The Trump adviser said separately that Trump would ensure loyalty in the armed forces in 2025 after dealing with what he described as a “Pentagon with its own agenda” during the first term.

“We’re not gonna do this again,” Bannon said. “You’ve got to get people that are truthful.”

It all drives at the same idea: the military has been stocked with disloyal, dishonest people who need to be removed, a pressure tactic aimed at making it more malleable in the future.

“That’s what they’re doing, but I don’t think it will work,” Bill Banks, founding director of the Institute for National Security and Counterterrorism, told TPM.

Banks added that the key question would be personnel: whether senior military leaders hang on through a Trump administration or whether, as Bannon suggested, they’re removed and replaced by more pliant ears.

“A lot of it is going to turn on who the principal people are in his administration,” Banks said. Mark Milley might have worked to keep the military from becoming politicized but, Banks said, a “If he’s got a Mike Flynn kind of Secretary of Defense or Chairman of the Joint Chiefs” things may turn out differently.

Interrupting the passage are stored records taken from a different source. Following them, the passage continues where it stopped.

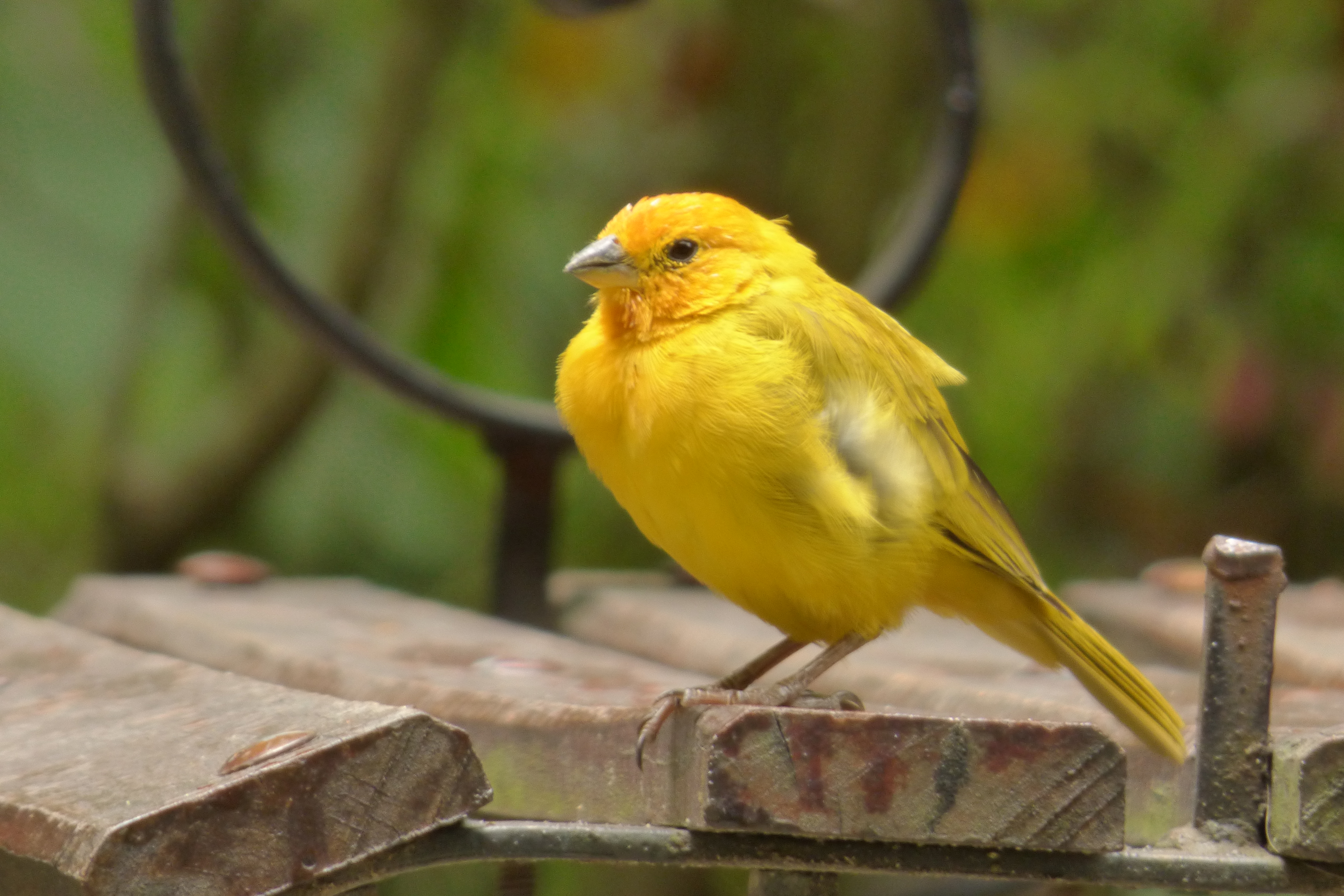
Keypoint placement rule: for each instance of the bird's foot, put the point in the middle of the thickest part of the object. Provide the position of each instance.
(772, 696)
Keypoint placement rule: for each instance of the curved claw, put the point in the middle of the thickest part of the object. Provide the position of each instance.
(659, 714)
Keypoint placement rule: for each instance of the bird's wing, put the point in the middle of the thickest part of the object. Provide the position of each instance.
(882, 398)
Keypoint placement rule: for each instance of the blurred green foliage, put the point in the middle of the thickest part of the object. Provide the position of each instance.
(1143, 281)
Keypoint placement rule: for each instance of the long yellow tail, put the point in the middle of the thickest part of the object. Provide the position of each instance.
(1115, 682)
(1044, 628)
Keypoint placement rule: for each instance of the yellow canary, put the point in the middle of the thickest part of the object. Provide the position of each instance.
(787, 442)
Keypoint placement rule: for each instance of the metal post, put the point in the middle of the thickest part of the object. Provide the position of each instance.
(1241, 597)
(792, 883)
(523, 551)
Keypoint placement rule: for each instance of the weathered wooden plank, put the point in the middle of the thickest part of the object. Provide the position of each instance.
(1167, 624)
(931, 666)
(1307, 800)
(554, 722)
(920, 778)
(936, 666)
(112, 773)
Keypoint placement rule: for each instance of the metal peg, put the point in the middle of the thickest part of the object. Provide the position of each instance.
(1241, 598)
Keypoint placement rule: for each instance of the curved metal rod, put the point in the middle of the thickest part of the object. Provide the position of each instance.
(888, 281)
(1249, 870)
(892, 276)
(503, 420)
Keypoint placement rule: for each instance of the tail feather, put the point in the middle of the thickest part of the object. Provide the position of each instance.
(1115, 682)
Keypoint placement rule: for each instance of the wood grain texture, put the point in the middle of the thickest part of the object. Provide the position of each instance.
(1307, 801)
(554, 722)
(905, 778)
(932, 666)
(111, 760)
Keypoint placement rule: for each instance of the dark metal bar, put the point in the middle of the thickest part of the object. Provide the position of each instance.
(1245, 580)
(792, 883)
(581, 8)
(531, 430)
(523, 547)
(331, 327)
(1241, 870)
(892, 276)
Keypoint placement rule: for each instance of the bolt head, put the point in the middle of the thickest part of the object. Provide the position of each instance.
(1232, 559)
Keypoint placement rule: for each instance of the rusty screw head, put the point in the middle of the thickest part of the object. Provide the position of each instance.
(222, 567)
(265, 751)
(1232, 559)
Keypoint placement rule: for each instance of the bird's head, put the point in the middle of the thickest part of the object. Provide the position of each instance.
(668, 258)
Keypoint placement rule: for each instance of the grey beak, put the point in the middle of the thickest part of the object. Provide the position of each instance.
(604, 264)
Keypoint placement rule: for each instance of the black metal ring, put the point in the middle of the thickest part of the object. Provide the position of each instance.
(892, 274)
(888, 281)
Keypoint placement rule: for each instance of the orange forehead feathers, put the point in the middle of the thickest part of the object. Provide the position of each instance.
(709, 220)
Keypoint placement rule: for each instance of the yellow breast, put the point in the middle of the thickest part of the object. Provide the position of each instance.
(715, 444)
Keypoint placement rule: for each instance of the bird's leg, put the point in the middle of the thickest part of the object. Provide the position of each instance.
(734, 682)
(788, 690)
(728, 690)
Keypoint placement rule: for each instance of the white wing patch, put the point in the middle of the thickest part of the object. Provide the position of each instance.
(878, 451)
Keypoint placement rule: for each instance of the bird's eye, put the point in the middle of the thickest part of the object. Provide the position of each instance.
(682, 250)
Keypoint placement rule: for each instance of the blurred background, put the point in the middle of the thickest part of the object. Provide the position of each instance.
(1143, 280)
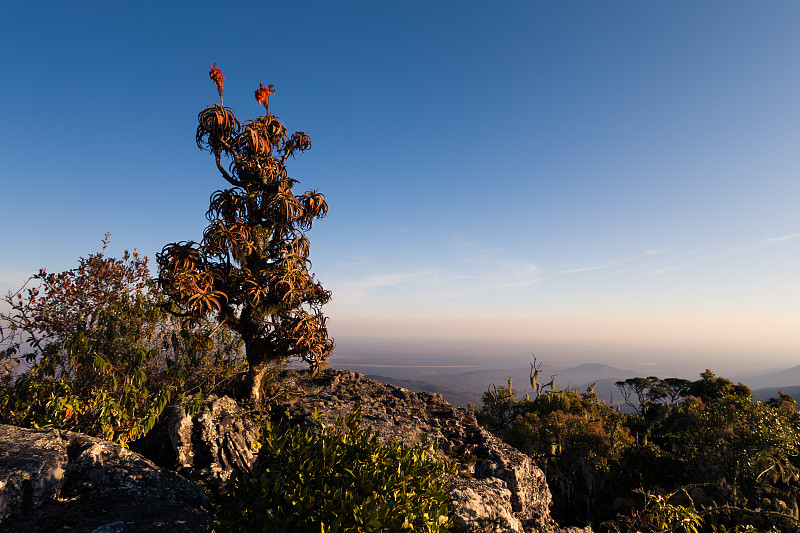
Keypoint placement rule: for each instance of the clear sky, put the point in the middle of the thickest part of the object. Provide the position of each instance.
(609, 181)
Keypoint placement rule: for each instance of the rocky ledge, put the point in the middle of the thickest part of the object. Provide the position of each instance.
(61, 481)
(52, 480)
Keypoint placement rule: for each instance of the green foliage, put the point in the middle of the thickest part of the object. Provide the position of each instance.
(657, 515)
(338, 479)
(499, 405)
(705, 446)
(92, 350)
(251, 271)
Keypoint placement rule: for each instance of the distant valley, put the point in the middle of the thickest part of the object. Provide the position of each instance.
(460, 384)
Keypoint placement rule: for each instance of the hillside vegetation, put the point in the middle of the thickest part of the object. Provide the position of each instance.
(694, 456)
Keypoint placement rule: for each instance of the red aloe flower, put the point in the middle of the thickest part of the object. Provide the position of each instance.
(216, 76)
(263, 94)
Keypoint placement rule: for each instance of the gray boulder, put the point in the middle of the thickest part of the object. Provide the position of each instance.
(498, 488)
(213, 444)
(53, 480)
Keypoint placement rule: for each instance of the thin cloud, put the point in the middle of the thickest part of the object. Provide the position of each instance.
(666, 270)
(772, 240)
(598, 267)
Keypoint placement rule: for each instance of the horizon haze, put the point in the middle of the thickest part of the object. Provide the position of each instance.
(608, 182)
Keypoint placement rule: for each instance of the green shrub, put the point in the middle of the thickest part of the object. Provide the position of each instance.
(92, 349)
(338, 479)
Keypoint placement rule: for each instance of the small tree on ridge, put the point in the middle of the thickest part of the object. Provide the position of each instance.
(252, 267)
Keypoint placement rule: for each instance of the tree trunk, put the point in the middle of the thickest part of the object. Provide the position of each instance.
(257, 373)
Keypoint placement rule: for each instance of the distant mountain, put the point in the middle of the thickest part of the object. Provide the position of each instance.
(784, 379)
(766, 393)
(460, 387)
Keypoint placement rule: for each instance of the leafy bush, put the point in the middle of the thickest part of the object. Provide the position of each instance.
(339, 479)
(91, 349)
(701, 448)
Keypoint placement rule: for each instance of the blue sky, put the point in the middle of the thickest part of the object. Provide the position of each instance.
(586, 180)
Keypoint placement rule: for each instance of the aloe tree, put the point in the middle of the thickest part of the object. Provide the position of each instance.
(251, 270)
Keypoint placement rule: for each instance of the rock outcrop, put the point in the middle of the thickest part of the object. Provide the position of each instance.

Invoking the Insurrection Act Without an Insurrection

Many plans for what a Trump 2025 military would look like deal explicitly with the question of personnel.

Project 2025, a Heritage Foundation initiative, had the acting Secretary of Defense who served from the firing of Pentagon Chief Mark Esper to the end of the Trump term write an outline of what a second Trump administration might do. The official, Chris Miller, caused consternation upon his appointment in the final weeks of the Trump administration for potentially being a Trump loyalist, but largely dispelled those concerns during his brief but extremely eventful tenure.

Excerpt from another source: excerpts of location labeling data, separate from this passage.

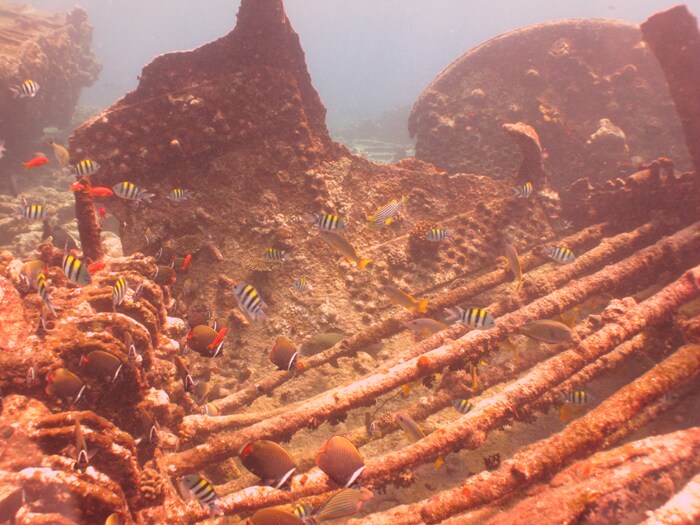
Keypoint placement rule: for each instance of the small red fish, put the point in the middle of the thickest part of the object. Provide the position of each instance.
(99, 191)
(96, 266)
(186, 263)
(35, 162)
(219, 337)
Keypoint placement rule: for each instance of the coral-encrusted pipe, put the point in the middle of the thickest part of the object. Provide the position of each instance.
(681, 509)
(583, 435)
(674, 38)
(609, 486)
(88, 228)
(618, 246)
(682, 247)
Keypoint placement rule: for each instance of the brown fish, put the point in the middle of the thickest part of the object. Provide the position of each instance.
(547, 331)
(284, 354)
(64, 384)
(340, 461)
(269, 461)
(273, 516)
(102, 365)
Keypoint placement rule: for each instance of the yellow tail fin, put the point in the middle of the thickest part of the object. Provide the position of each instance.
(423, 305)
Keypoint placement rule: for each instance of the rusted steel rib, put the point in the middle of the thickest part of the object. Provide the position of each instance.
(577, 440)
(393, 325)
(642, 267)
(681, 509)
(607, 249)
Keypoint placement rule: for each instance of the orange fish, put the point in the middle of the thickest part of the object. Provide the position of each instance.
(219, 338)
(99, 191)
(96, 266)
(35, 162)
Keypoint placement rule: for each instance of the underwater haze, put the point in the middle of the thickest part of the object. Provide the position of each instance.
(365, 56)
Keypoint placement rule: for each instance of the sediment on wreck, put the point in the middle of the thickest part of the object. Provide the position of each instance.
(675, 40)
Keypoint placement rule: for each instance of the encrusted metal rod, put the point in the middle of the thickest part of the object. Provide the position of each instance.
(578, 439)
(682, 509)
(641, 266)
(608, 249)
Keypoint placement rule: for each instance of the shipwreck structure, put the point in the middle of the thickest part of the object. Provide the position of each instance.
(238, 123)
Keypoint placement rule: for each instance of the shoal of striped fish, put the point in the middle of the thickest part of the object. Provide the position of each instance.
(33, 213)
(203, 491)
(129, 191)
(75, 271)
(28, 88)
(276, 255)
(438, 234)
(387, 213)
(561, 254)
(462, 406)
(342, 504)
(471, 316)
(119, 291)
(524, 191)
(86, 167)
(249, 301)
(301, 285)
(43, 292)
(178, 195)
(326, 222)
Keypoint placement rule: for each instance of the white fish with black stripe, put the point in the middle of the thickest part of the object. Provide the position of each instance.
(129, 191)
(471, 316)
(561, 254)
(28, 88)
(249, 301)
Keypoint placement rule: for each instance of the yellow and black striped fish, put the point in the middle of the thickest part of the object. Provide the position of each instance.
(118, 291)
(43, 292)
(75, 271)
(86, 167)
(273, 254)
(203, 491)
(34, 212)
(178, 195)
(524, 191)
(438, 234)
(462, 405)
(326, 222)
(561, 254)
(28, 88)
(475, 317)
(249, 301)
(129, 191)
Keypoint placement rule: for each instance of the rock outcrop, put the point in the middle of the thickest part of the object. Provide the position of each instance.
(562, 78)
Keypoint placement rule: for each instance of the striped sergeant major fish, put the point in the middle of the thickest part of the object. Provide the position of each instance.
(462, 406)
(471, 316)
(119, 291)
(85, 168)
(524, 191)
(34, 212)
(75, 271)
(129, 191)
(249, 301)
(203, 491)
(28, 88)
(178, 195)
(43, 292)
(438, 234)
(386, 215)
(561, 254)
(326, 222)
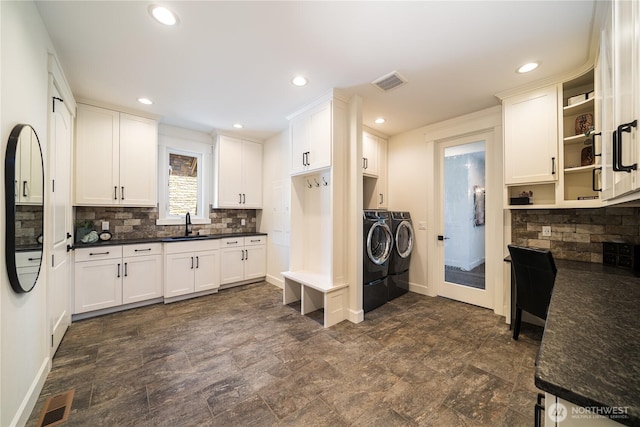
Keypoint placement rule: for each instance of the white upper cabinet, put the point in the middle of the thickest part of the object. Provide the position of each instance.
(115, 158)
(370, 155)
(620, 76)
(311, 136)
(238, 174)
(531, 137)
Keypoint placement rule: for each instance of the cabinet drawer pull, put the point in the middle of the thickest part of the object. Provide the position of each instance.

Miller indulged in calls in the article for Trump 2025 to “eliminate Marxist indoctrination” and “abolish newly established diversity, equity, and inclusion offices and staff.”

The Center for Renewing America, a pro-Trump think tank helmed by his former OMB Director Russ Vought, has similarly said that efforts to “cripple the purpose of the military through radical Marxist ideologies like CRT must be stopped at all costs.” That same piece described those “radical Marxist ideologists” as “an existential threat to our national security.”

All of this remains shrouded under a debate about how serious Trump is in his purported plans to invoke the Insurrection Act or to bring the military to heel.

Nunn, the Brennan Center expert, told TPM that Trump and those around him appeared to be discussing using the act absent anything that would actually constitute an insurrection.

“Any time that someone who might become president is preemptively planning on invoking the Insurrection Act, long before the circumstances under which invoking it might have arisen, is extremely concerning,” Nunn remarked.

Mark Milley, the former joint chiefs chairman, both knows Trump well and has been on the receiving end of the GOP frontrunner’s attacks. Trump said that Milley deserves to be “executed” in part because Milley arranged phone calls with Chinese military leaders during the country’s turbulent 2020 presidential transition.

Milley said in September that Trump’s remarks weren’t only directed at him; they’re “also directed at the institution of the military.”

“And the American people can take it to the bank, that all of us, every single one of us, from private to general, are loyal to that Constitution and will never turn our back on it no matter what,” Milley told CBS. “No matter what the threats, no matter what the humiliation, no matter what.”